Hint : The hydrogen is the element with only one proton and one electron. This electron will excite to higher energy levels when the energy is supplied and returns back to ground state after some time. The energy required to remove the electron from its excited state can be determined from the below formula.
${E_n} = \dfrac{{13.6}}{{{n^2}}}$
${E_n}$ is the energy required to remove an electron from excited state
n is the number of orbits.

Complete Step By Step Answer:
Ionization is the phenomenon of making a molecule into ions. There are two types of ions. They are positive ions and negative ions. The ion with positive charge can be called as cation and the ion with negative charge can be called as an anion.
Hydrogen is the element with atomic number $1$ . The number of protons in hydrogen is $1$ and the number of neutrons is $1$ . When this hydrogen atom is ionized, it produces an electron and proton.

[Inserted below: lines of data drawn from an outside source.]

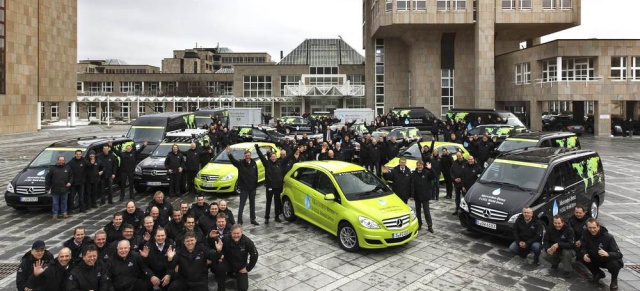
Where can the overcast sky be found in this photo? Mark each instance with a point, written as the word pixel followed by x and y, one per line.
pixel 146 31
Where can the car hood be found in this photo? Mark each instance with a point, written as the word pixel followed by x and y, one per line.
pixel 499 197
pixel 31 176
pixel 381 208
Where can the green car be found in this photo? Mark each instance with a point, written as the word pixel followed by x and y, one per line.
pixel 349 202
pixel 220 176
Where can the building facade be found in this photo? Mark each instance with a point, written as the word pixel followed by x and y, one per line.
pixel 38 55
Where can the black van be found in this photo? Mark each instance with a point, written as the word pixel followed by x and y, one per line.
pixel 153 128
pixel 567 140
pixel 418 117
pixel 551 181
pixel 488 116
pixel 27 189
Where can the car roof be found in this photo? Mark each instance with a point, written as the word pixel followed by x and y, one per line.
pixel 542 155
pixel 334 167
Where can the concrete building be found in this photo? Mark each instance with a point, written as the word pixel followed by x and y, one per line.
pixel 38 55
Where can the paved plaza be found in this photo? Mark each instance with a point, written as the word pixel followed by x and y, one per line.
pixel 299 256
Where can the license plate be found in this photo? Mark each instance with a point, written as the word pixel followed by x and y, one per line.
pixel 400 234
pixel 485 224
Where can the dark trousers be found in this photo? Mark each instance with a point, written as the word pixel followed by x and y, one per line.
pixel 92 190
pixel 244 194
pixel 191 178
pixel 174 183
pixel 420 205
pixel 221 276
pixel 124 175
pixel 73 191
pixel 106 182
pixel 273 193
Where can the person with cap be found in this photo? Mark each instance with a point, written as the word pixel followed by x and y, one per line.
pixel 38 253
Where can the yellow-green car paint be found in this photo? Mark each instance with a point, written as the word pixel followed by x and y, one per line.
pixel 224 169
pixel 310 205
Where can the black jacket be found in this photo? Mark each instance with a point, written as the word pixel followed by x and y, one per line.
pixel 79 170
pixel 273 171
pixel 422 184
pixel 247 173
pixel 602 240
pixel 193 160
pixel 58 177
pixel 25 270
pixel 85 278
pixel 563 237
pixel 401 181
pixel 528 232
pixel 237 253
pixel 127 159
pixel 126 271
pixel 174 161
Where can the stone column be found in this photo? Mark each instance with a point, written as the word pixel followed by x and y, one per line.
pixel 485 78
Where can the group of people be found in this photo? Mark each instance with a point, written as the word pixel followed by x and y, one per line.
pixel 581 237
pixel 162 247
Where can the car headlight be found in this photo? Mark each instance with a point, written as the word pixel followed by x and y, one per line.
pixel 463 205
pixel 10 188
pixel 514 217
pixel 368 223
pixel 228 177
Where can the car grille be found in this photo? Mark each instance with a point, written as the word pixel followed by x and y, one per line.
pixel 154 172
pixel 30 190
pixel 392 223
pixel 488 213
pixel 209 178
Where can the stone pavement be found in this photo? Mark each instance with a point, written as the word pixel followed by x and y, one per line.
pixel 299 256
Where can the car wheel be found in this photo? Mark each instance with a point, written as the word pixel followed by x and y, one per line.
pixel 348 237
pixel 287 209
pixel 594 208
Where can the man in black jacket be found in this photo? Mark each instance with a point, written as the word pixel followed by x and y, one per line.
pixel 192 166
pixel 400 176
pixel 601 251
pixel 421 191
pixel 128 272
pixel 274 181
pixel 175 165
pixel 37 253
pixel 528 233
pixel 234 250
pixel 90 274
pixel 248 182
pixel 127 167
pixel 57 182
pixel 52 276
pixel 558 245
pixel 78 166
pixel 109 167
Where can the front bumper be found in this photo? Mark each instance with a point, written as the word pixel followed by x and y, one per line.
pixel 382 238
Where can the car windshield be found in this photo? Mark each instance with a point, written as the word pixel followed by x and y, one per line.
pixel 49 157
pixel 163 149
pixel 512 145
pixel 150 134
pixel 523 175
pixel 361 185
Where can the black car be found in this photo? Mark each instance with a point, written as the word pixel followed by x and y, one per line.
pixel 27 189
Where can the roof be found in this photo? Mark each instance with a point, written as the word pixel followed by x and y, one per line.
pixel 323 53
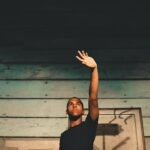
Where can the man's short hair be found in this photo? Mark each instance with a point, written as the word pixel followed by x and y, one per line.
pixel 77 99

Given that $13.6eV$ energy is required to ionize the hydrogen atom.
The energy required to remove an electron from its excited state in orbit $n = 2$ will be obtained by substituting the value of $n = 2$ in the above formula
$E = \dfrac{{13.6}}{{{2^2}}} = \dfrac{{13.6}}{4} = 3.4eV$
Thus, the energy is $3.4eV$
Option C is the correct one.

Note :
This concept was introduced by scientist Bohr and was successful in determining the energy required to remove an electron from the atoms involving one proton like helium cation and lithium cation. The energy can easily be calculated by knowing the number of orbits to which the electron is excited.